Le programme comprend plus de 65 productions dans près de 70 lieux – opéra, danse, performance et installations. Strauss est destiné à être entendu et vu dans les 23 quartiers de Vienne. Geyer doute de la véritable connaissance de Strauss par le public. « Allez dans la rue et demandez une deuxième œuvre – beaucoup disent à tort la Marche de Radetzky. Mais c'est de son père. »
Strauss était pop, mais aussi engagé. Le Beau Danube bleu fut composé en 1866 et créé en 1867, peu après la bataille de Königgrätz, perdue par l'Autriche face à la Prusse. Le texte original ne parle pas du Beau Danube bleu, mais de la souffrance humaine. « Il y a plus de rupture que d'harmonie dans cette musique », résume Geyer. « 'Die Fledermaus' n'est pas seulement frivole, c'est aussi une œuvre socialement critique, anarchique. Et c'est ce que je veux montrer. »
« Repenser Strauss »Repenser Strauss – pour Geyer, cela signifie aussi se débarrasser des grands noms et proposer des expériences audacieuses et transgenres, des installations et des œuvres interactives. Prenons l'exemple d'un escape game de l'artiste viennoise Deborah Sengl. Son approche du compositeur est très personnelle : elle recherche les ruptures et les facettes cachées sous son génie. « À l'ombre du doute » est le titre de son jeu de réflexion, une approche associative de l'œuvre du célébrant.
Les visiteurs doivent se frayer un chemin à travers les salles soigneusement conçues du Museumsquartier. Au milieu des énigmes, des miroirs et des citations murales, ils découvrent un Strauss plus déchiré que son image. « C'était un génie, bien sûr », dit Sengl. « Mais aussi un homme soumis à la pression constante de la performance. » Les salles sont associatives. On appuie sur des boutons, on ouvre des tiroirs, on trouve des lettres, des croquis, des fragments de biographie. Rien n'est clair, tout est ambigu. Ici, on ne rencontre pas le Strauss doré, mais l'artiste et l'être humain douteux, épuisé et imparfait. « Pour moi, c'est le Strauss le plus passionnant », souligne Sengl.

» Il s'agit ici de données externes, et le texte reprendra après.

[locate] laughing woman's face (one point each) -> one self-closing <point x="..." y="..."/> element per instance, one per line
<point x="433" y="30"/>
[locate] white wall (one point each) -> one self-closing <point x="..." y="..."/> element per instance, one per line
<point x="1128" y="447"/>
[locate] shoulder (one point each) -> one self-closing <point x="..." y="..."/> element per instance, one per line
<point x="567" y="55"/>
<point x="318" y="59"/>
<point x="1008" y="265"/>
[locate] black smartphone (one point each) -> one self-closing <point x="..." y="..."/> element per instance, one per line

L'héritage de Strauss se retrouve également dans le Stadtpark de Vienne. Un saxophoniste souffle du « Sang viennois » dans l'air humide de l'été. Nous suivons le son le long de sentiers sinueux, passant devant des canards colverts, des joggeurs et un bus rempli de touristes asiatiques en route vers une destination particulière. Une silhouette apparemment dorée scintille entre les platanes. La statue de Johann Strauss est le monument le plus photographié de Vienne ; un selfie pour le spectacle numérique sur votre canapé est un incontournable. Le compositeur est encadré par des nymphes fluviales dansantes qui, selon la perspective, incarnent la magie, mais aussi le charme du Danube.
Une scène digne d'une opérette : un brin romantique, un brin frivole, comme la valse : une danse qui permettait aux hommes et aux femmes d'être physiquement proches, sur une scène ouverte – au XIXe siècle. « Strauss était un révolutionnaire du rythme », explique Heigerth. « La valse était autrefois considérée comme offensante, car hommes et femmes devaient se toucher. » Cette danse fit scandale à l'origine. Et en même temps, elle possédait une dimension sociale explosive : une proximité inimaginable au XIXe siècle.